6. Il résulte de ce qui précède, sans qu'il soit besoin d'examiner les autres moyens de la requête, que M. A est fondé à demander l'annulation de la décision, contenue dans l'arrêté du 5 janvier 2024, par laquelle le préfet de l'Orne l'a obligé à quitter le territoire français et, par voie de conséquence, des décisions, contenues dans le même arrêté, lui refusant l'octroi d'un délai de départ volontaire, fixant le pays de destination et lui interdisant le retour sur le territoire français pour une durée de deux ans.

Sur les conclusions à fin d'injonction :

7. Dès lors que l'annulation de la décision portant obligation de quitter le territoire français prise à l'encontre de M. A implique, en application des dispositions de l'article L. 614-16 du code de l'entrée et du séjour des étrangers et du droit d'asile, que l'autorité administrative le munisse d'une autorisation provisoire de séjour jusqu'à ce qu'elle ait à nouveau statué sur son cas, il n'y a pas lieu de prononcer une injonction.

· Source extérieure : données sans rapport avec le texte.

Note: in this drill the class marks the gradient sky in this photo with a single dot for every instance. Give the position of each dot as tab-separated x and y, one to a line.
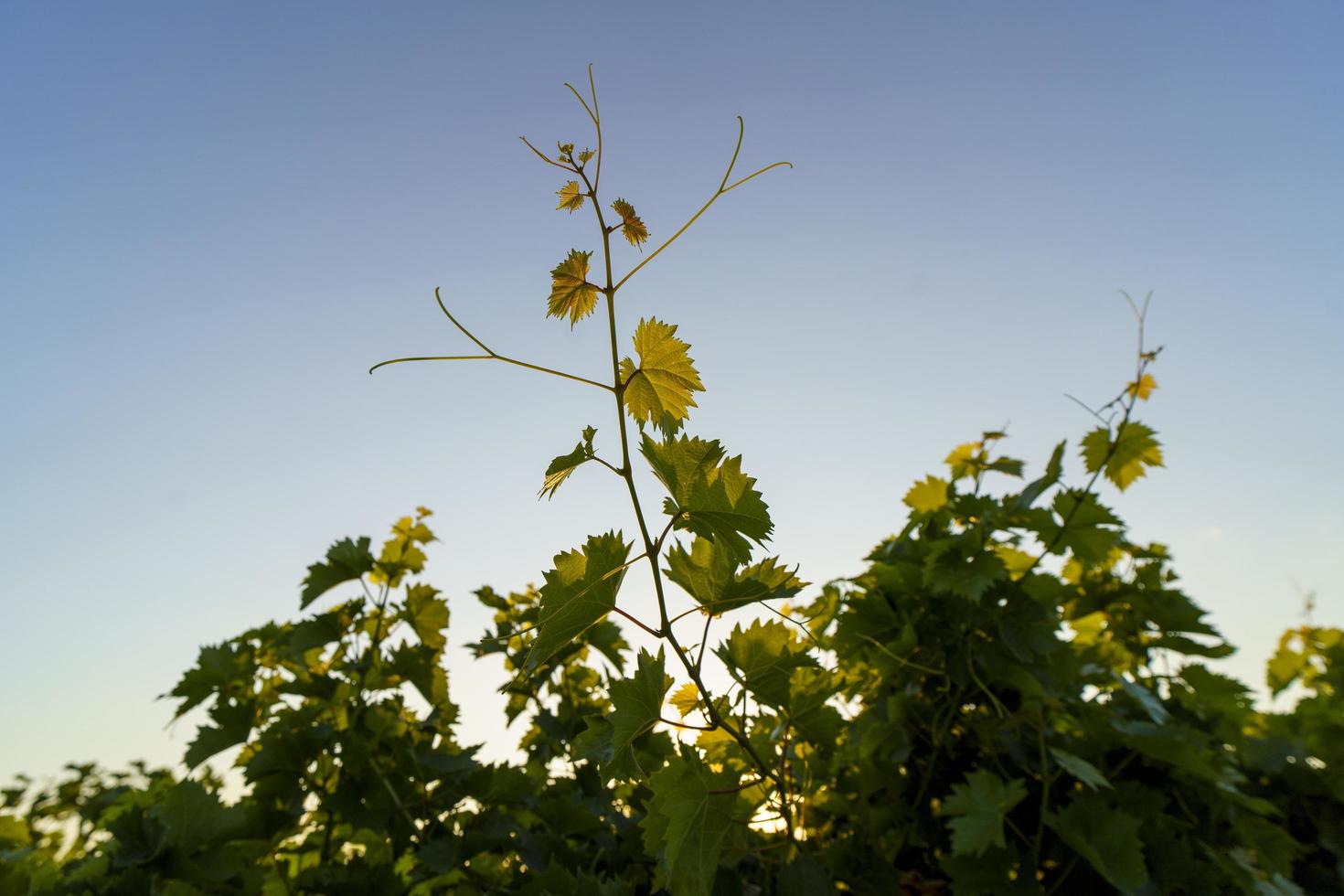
215	217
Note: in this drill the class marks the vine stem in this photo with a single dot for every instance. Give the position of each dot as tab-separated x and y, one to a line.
491	355
725	187
617	389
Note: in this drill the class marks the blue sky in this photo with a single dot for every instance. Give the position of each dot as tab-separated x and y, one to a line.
214	218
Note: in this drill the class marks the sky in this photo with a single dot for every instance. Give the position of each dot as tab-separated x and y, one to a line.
214	218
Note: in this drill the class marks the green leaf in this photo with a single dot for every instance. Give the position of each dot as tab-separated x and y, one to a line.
928	496
709	574
1052	472
562	466
194	818
763	657
346	561
660	389
426	614
571	199
1080	769
687	827
977	810
1106	837
632	226
571	294
946	570
578	592
1136	449
709	495
636	707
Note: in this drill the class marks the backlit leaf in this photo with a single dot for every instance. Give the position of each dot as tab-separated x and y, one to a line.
578	592
428	614
562	466
346	561
636	707
928	496
571	294
571	197
709	495
666	379
686	699
709	574
632	226
1143	387
1135	450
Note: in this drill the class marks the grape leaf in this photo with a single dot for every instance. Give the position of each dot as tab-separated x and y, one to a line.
562	466
709	574
709	495
664	382
428	614
636	707
1080	769
571	294
977	810
1106	837
571	197
686	699
687	827
1143	387
763	657
346	561
578	592
1135	450
632	226
948	570
928	496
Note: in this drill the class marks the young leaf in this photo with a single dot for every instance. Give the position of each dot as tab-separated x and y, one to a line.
666	379
687	825
632	226
1135	450
709	574
578	592
1108	838
566	464
712	498
928	496
686	699
977	810
571	197
346	561
1143	387
571	294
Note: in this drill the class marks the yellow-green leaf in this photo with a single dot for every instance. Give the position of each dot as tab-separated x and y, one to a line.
1128	458
928	496
663	383
684	699
571	197
632	226
571	294
1143	387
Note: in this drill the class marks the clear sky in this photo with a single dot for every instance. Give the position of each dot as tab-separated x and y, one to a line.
215	217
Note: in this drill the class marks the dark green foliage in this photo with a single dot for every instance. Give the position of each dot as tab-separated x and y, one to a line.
1009	699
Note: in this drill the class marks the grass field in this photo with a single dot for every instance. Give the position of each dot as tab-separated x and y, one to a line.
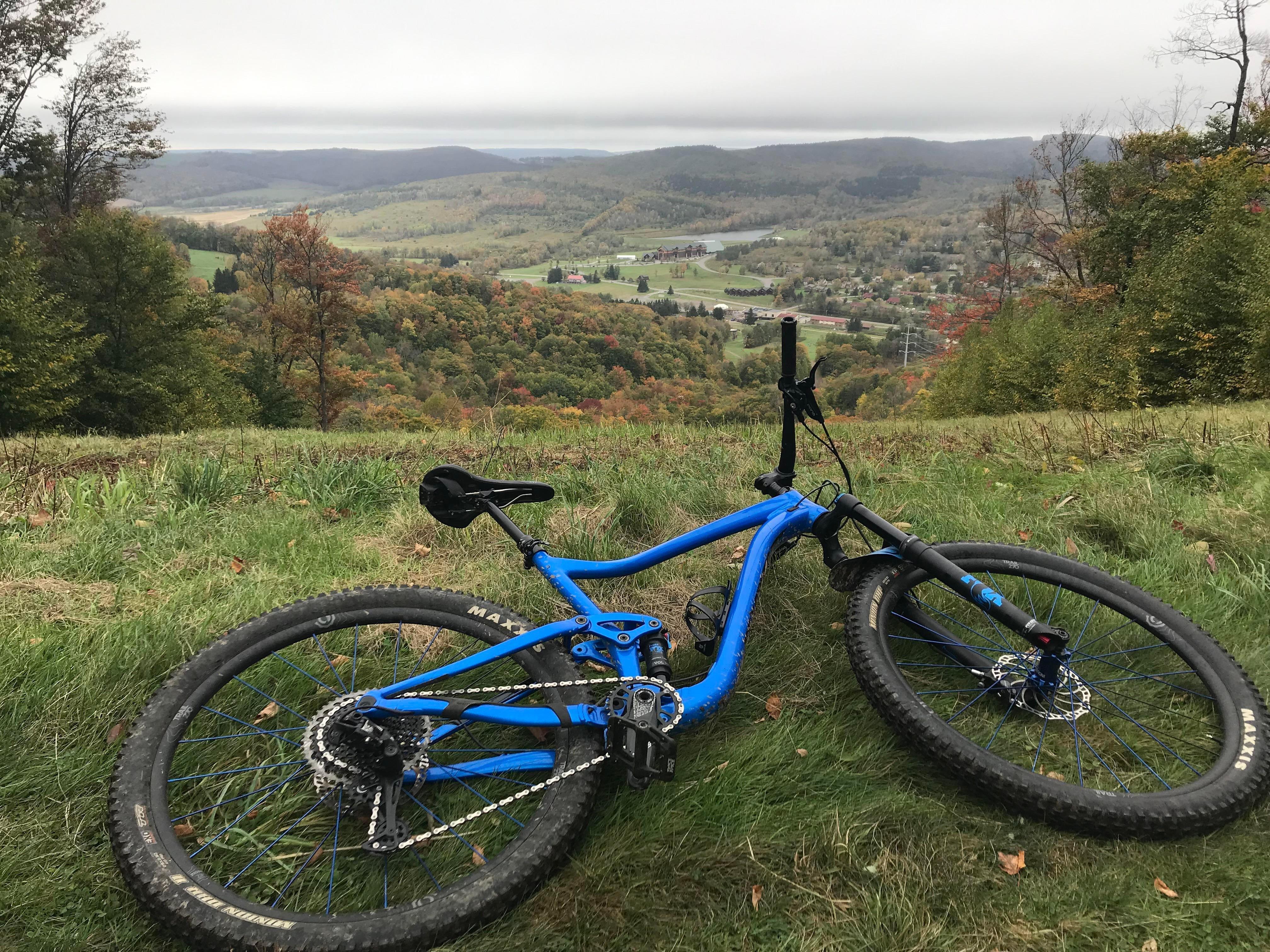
204	264
860	845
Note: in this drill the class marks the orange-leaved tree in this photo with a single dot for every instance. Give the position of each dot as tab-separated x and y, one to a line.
324	300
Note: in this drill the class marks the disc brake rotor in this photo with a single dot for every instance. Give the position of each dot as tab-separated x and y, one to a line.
1068	701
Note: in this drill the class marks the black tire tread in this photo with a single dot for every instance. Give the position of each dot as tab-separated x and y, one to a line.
203	928
1051	802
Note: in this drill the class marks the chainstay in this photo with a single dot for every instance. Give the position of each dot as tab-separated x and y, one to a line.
538	787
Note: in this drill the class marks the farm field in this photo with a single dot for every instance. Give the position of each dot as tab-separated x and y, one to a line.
856	843
204	264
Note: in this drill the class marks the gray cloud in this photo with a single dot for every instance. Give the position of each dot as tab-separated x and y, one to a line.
393	74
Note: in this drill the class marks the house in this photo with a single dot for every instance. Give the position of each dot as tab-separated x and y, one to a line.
676	253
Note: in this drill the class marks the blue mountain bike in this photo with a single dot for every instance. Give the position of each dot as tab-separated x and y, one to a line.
390	767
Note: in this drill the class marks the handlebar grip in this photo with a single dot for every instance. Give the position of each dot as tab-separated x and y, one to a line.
789	347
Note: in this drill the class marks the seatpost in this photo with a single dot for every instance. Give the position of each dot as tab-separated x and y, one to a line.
789	371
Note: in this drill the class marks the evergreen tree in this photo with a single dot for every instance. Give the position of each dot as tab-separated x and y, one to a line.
40	344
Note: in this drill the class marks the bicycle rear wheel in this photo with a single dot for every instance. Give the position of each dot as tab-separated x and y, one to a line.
1153	729
238	815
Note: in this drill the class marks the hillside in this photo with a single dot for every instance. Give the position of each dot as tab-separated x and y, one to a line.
218	178
860	843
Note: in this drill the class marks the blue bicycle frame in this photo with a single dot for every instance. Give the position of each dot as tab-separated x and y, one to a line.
613	639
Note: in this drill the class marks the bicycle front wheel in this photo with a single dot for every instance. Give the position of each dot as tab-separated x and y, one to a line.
1151	729
241	809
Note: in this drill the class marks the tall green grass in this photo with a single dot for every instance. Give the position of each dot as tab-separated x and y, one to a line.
860	843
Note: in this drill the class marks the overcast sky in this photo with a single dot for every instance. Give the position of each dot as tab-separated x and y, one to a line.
639	74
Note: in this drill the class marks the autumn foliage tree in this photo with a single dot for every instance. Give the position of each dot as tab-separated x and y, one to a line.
319	303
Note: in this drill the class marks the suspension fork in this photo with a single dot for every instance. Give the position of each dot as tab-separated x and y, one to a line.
1050	640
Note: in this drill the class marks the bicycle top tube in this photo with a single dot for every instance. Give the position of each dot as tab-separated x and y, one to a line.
787	514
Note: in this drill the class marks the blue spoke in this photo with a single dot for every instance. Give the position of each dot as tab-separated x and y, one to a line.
444	823
1145	677
1000	724
255	728
916	625
1014	668
1151	677
1147	732
352	680
335	850
491	802
436	635
241	796
1057	593
315	681
232	825
272	700
1114	775
1004	647
303	867
1044	728
317	642
426	867
277	841
1076	737
1126	744
1086	626
230	737
1109	634
238	770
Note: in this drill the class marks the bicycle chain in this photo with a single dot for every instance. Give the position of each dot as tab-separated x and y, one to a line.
595	762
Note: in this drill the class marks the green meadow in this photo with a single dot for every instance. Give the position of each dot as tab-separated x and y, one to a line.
859	843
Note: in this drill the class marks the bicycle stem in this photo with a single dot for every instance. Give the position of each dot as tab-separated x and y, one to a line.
1048	639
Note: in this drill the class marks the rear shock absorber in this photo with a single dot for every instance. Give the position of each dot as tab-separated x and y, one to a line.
656	650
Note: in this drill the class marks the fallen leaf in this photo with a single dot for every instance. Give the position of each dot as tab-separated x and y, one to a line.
1010	862
1163	889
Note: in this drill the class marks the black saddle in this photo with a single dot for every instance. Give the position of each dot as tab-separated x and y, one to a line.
456	497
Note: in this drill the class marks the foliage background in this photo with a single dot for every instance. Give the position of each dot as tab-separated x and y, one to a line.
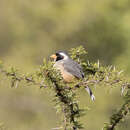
31	30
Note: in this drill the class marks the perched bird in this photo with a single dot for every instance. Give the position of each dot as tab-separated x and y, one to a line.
69	69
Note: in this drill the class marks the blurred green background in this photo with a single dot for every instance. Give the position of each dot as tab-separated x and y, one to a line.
31	30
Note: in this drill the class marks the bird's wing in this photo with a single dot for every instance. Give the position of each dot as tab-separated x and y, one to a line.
74	68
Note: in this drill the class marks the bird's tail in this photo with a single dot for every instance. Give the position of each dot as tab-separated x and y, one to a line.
90	93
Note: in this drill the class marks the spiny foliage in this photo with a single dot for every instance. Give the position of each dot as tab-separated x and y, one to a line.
65	94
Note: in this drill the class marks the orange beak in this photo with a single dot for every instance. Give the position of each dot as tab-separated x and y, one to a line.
53	56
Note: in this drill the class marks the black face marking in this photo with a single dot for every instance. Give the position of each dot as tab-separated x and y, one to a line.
59	57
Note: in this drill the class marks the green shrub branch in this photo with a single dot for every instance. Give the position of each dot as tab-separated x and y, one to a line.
65	94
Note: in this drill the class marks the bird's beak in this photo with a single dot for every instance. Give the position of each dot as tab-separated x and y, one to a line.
53	56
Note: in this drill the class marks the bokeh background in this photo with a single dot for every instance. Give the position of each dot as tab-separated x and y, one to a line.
33	29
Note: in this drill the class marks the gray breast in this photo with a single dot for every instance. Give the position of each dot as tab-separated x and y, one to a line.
69	67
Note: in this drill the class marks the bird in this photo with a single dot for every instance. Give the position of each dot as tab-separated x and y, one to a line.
69	69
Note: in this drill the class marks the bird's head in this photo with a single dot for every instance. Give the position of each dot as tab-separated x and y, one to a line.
60	55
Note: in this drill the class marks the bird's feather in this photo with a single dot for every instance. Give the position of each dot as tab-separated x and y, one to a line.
74	68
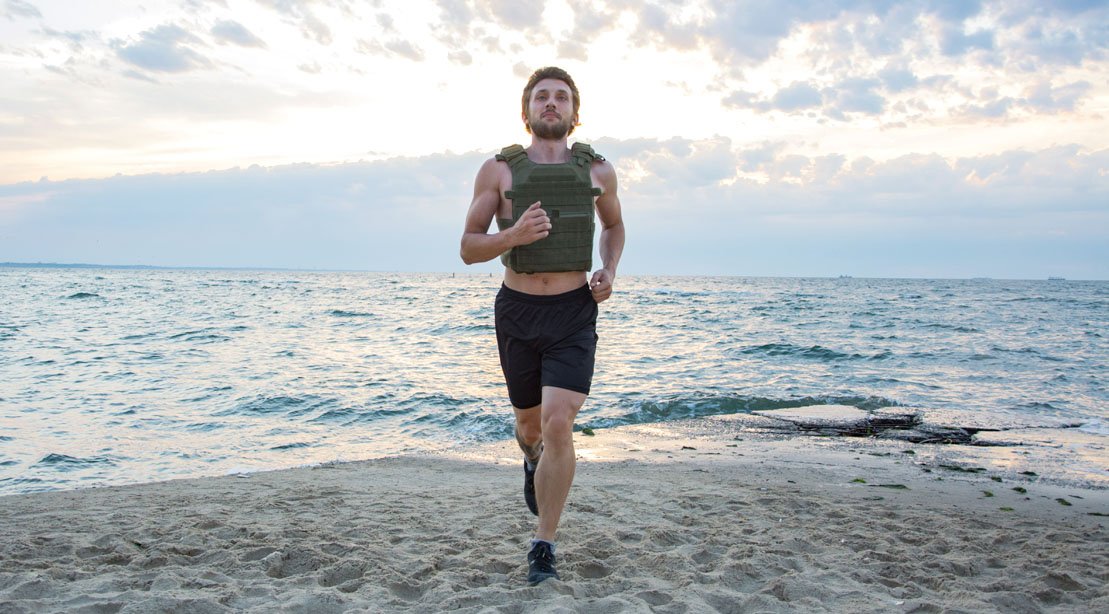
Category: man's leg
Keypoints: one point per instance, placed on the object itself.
(556, 470)
(529, 436)
(529, 431)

S'agissant des décisions refusant l'octroi d'un délai de départ volontaire, fixant le pays de destination et portant interdiction de retour sur le territoire français, leur annulation n'implique aucune mesure d'exécution particulière.

D E C I D E :

Article 1er : M. A est admis provisoirement au bénéfice de l'aide juridictionnelle.

Article 2 : Les décisions, contenues dans l'arrêté du 5 janvier 2024, par lesquelles le préfet de l'Orne a obligé M. A à quitter le territoire français sans délai, a fixé le pays de destination et lui a fait interdiction de retour sur le territoire français pour une durée de deux ans, sont annulées.

Article 3 : Les conclusions de la requête sur lesquelles il n'est pas expressément statué par le présent jugement sont réservées jusqu'à la fin de cette instance qui se poursuivra devant une formation collégiale du tribunal administratif de Caen.

Article 4 : Le surplus de la requête est rejeté.

Article 5 : Le présent jugement sera notifié à M. B A, à la SELARL Eden Avocats et au préfet de l'Orne.

Copie en sera transmise, pour information, au président du tribunal administratif de Caen.

Lu en audience publique le 12 janvier 2024 .

Le magistrat désigné,

Signé :

A. E

La greffière,

Signé :

P. HIS

La République mande et ordonne au préfet de l'Orne en ce qui le concerne ou à tous commissaires de justice à ce requis en ce qui concerne les voies de droit commun contre les parties privées de pourvoir à l'exécution de la présente décision.